CPU card capacity are of different sizes, the price is higher than the logic encryption
card. However, a good CPU card processing capabilities and excellent performance of
confidentiality, making it the main direction of development of IC cards. CPU card
for the confidentiality requirements of the particularly high occasions, such as
financial cards, the military secretly ordered the transfer card. Comparison of the
international famous CPU card providers have Gemplus, G & D,
Schlumberger, etc..

(4) Super Smart Card: the CPU card based on the increase of the keyboard, LCD
monitor, power supply, that is to become a super smart card, some cards also have a
fingerprint identification device. VISA international credit card organizations that test
with a super card of 20 healthy, can display 16 characters, except for timing, the
computer exchange rate conversion functions, but also store personal information,
medical, travel data, and phone number.

Second, according to card data exchange with the outside world is divided into
different interfaces:

(1) Contact IC card: type of card reader device through the contact IC card and
contactless IC card read and write data after exposure. ISO7816 international standard
mechanical properties of such cards, electrical properties and so the stringent

(2) non-contact IC card: type of card and IC card systems can not touch the circuit,
but through non-contact reading and writing literacy technology (such as optical or
wireless technology). In addition to its embedded chip, CPU, logic cells, memory
cells, the increase of RF transceiver circuits. ISO10536 series of international
standards set for non-contact IC card requirements. Generally used in the use of such
cards frequently, relatively small amount of information, requires high reliability.

(3) Dual Interface cards: the contactless IC card and contactless IC card to a card
combination, the operating independently, but can share the CPU and storage space.

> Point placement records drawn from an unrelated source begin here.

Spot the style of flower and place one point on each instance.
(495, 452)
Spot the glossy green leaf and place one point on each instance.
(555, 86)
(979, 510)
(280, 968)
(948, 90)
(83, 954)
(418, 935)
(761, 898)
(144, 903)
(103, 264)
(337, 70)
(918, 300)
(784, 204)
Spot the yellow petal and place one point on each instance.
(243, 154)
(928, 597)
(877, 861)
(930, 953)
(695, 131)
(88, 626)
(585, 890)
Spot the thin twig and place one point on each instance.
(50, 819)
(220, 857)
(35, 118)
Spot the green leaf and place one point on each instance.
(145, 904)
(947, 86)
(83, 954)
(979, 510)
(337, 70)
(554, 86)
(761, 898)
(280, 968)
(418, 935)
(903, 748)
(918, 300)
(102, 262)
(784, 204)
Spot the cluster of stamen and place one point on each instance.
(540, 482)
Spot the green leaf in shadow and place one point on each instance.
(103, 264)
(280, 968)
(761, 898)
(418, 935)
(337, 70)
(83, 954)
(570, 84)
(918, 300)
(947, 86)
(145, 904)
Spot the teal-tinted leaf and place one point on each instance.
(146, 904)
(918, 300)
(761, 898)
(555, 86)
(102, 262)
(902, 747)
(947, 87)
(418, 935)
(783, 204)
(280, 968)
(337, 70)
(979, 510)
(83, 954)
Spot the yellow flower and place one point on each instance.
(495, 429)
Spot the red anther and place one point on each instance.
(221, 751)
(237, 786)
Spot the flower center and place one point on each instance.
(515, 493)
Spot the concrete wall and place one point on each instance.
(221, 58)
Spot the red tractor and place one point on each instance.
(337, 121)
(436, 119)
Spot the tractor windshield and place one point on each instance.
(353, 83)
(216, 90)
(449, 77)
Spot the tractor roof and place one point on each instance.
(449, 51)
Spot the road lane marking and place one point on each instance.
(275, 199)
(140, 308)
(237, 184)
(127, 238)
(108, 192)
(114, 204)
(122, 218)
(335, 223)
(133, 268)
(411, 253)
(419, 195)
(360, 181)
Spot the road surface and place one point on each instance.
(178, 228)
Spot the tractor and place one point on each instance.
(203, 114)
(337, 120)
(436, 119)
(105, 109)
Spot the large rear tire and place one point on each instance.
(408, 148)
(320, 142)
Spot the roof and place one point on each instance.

Third, according to card exchange with the outside world is different when the data
transmission is divided into:

(1) Serial IC card: IC card data exchange with the outside world, the data stream input
and output according to the serial mode, the electrode contact less, usually 6 or 8. As
the serial IC card interface is simple, easy to use, the largest currently in use. Defined
by international standard ISO7816 IC card is such a card.

(2) parallel IC card: IC card for data exchange with the outside world in parallel
manner, there is more electrode contacts, usually between 28-68. Has two main
advantages, first, speed of data exchange, and second, under existing conditions can
significantly increase storage capacity.

4, according to the card can be divided into different application areas:

(1) debit card: also known as bank cards, they can be divided into two kinds of credit
cards and cash cards. The former is for consumer payments, according to pre-set
amount of overdraft funds; which can be used as electronic wallets or electronic
deposit, but not overdrawn.

(2) non-financial card: also known as non-bank cards, involving a wide range of
practical includes all areas outside of financial cards, such as telecommunications,
tourism, education and public transportation and so on.